Die Hänge waren mit Wohnhäusern geradezu gepflastert. Doch je höher ein Haus lag, desto vornehmer sah es aus und desto mehr Grün umgab es. Die reicheren unter den Bürger von Aragotth zogen sich aus der Dunstglocke zurück nach oben, wo die Luft sauber war.
Auf einer Hügelkuppe über der Stadt hielt die Kutsche, in der acht Passagiere saßen. Einer von ihnen wohnte hier und stieg aus. Diese Gelegenheit nutzte Macay, um seine Reisetasche zu nehmen und ebenfalls auszusteigen. Die Warnung des Taschendiebs Fradecco klang ihm noch in den Ohren. Deshalb hielt er es für besser, nicht bis zur Endstation im Zentrum Aragotths mitzufahren. Vielleicht erwartete man ihn dort.

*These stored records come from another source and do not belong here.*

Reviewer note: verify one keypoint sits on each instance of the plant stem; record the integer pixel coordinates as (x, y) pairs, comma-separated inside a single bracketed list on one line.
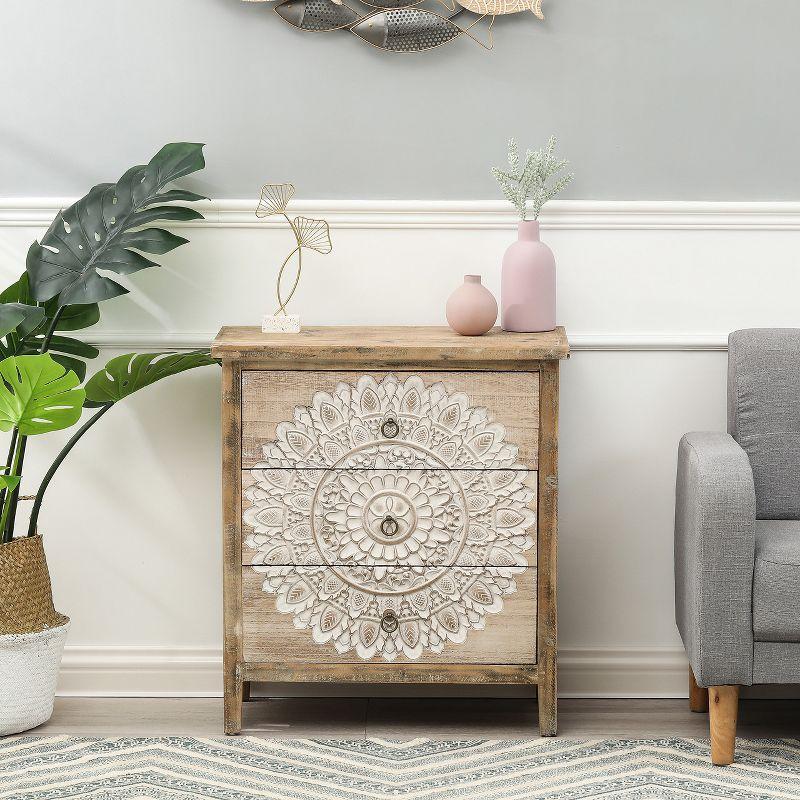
[(5, 527), (57, 463), (281, 304), (51, 330), (23, 440), (8, 462), (297, 278)]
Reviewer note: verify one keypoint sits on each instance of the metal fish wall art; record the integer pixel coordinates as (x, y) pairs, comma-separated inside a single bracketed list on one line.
[(402, 26)]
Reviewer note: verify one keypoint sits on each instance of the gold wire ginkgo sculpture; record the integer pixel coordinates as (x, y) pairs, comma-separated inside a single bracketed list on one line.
[(309, 234)]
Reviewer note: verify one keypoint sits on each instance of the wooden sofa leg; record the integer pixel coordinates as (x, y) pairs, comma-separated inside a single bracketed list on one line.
[(698, 697), (724, 709)]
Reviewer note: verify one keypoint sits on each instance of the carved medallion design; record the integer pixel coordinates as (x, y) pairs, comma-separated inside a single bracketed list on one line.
[(398, 544)]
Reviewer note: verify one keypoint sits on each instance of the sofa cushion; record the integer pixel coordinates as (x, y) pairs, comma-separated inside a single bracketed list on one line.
[(776, 581), (764, 414)]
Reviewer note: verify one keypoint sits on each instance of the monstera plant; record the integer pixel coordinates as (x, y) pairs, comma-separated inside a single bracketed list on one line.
[(42, 367)]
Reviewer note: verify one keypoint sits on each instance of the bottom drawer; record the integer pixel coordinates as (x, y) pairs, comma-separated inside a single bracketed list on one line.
[(347, 614)]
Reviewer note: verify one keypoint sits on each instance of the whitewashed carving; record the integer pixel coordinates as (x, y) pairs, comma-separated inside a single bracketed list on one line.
[(399, 543)]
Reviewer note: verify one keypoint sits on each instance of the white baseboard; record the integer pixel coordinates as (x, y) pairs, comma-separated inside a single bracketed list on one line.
[(197, 672)]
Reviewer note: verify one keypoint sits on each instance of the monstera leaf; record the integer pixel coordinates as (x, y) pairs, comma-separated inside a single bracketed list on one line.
[(102, 231), (127, 374), (37, 395), (26, 338), (18, 315)]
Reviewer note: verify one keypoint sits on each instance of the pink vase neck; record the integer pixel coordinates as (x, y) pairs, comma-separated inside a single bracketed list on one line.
[(529, 230)]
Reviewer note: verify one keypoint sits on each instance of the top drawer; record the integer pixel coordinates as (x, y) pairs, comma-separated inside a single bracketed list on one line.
[(351, 420)]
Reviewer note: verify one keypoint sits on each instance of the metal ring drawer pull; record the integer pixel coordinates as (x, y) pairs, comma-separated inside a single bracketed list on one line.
[(389, 526), (389, 621), (390, 428)]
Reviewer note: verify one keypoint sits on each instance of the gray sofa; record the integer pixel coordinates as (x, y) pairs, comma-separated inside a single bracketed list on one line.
[(737, 534)]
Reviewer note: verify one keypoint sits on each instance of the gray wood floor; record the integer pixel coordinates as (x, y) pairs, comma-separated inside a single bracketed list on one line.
[(403, 718)]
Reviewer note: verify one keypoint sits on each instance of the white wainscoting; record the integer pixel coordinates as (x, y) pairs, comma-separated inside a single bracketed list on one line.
[(648, 292)]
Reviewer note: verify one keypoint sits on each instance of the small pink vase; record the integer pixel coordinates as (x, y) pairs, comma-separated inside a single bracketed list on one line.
[(471, 309), (528, 283)]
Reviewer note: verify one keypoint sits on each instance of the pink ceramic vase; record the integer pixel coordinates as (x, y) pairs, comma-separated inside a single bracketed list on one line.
[(471, 309), (528, 283)]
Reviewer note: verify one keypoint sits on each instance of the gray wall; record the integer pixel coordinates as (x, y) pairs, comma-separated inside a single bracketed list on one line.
[(689, 99)]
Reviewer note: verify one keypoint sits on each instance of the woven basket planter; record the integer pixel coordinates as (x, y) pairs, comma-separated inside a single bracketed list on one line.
[(32, 636)]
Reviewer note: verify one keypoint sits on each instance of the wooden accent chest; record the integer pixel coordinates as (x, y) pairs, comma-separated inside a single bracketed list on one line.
[(389, 504)]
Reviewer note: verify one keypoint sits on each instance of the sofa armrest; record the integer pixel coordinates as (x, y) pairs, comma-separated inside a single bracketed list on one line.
[(715, 514)]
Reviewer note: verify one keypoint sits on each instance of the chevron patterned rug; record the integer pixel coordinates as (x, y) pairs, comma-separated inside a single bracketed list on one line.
[(35, 768)]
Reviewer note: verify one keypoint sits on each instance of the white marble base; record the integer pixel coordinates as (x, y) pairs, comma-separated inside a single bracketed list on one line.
[(282, 323)]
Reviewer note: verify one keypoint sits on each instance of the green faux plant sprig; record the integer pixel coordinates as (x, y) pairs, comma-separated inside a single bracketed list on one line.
[(528, 181), (42, 370)]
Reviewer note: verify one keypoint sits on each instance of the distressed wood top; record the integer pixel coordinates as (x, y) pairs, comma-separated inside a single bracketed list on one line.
[(397, 344)]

Er würde, so schätzte er, nur zwei bis drei Stunden Fußmarsch bergab benötigen, um in die Innenstadt zu gelangen. Die Abenddämmerung zog langsam über den Hügeln herauf, mit roten Streifen entlang des Horizonts. Es war ein schöner Spaziergang. Doch die lange Fahrt hatte Macay ermüdet. Nach einer halben Stunde erreichte er eine Taverne, in der er ein Abendessen bestellte und nach einem Zimmer fragte. Man bot ihm eines zu einem moderaten Preis an und er akzeptierte.
„Sie kommen wohl von weit her?“, fragte der Wirt, während er seinen Gast mit einem Kerzenleuchter nach oben führte.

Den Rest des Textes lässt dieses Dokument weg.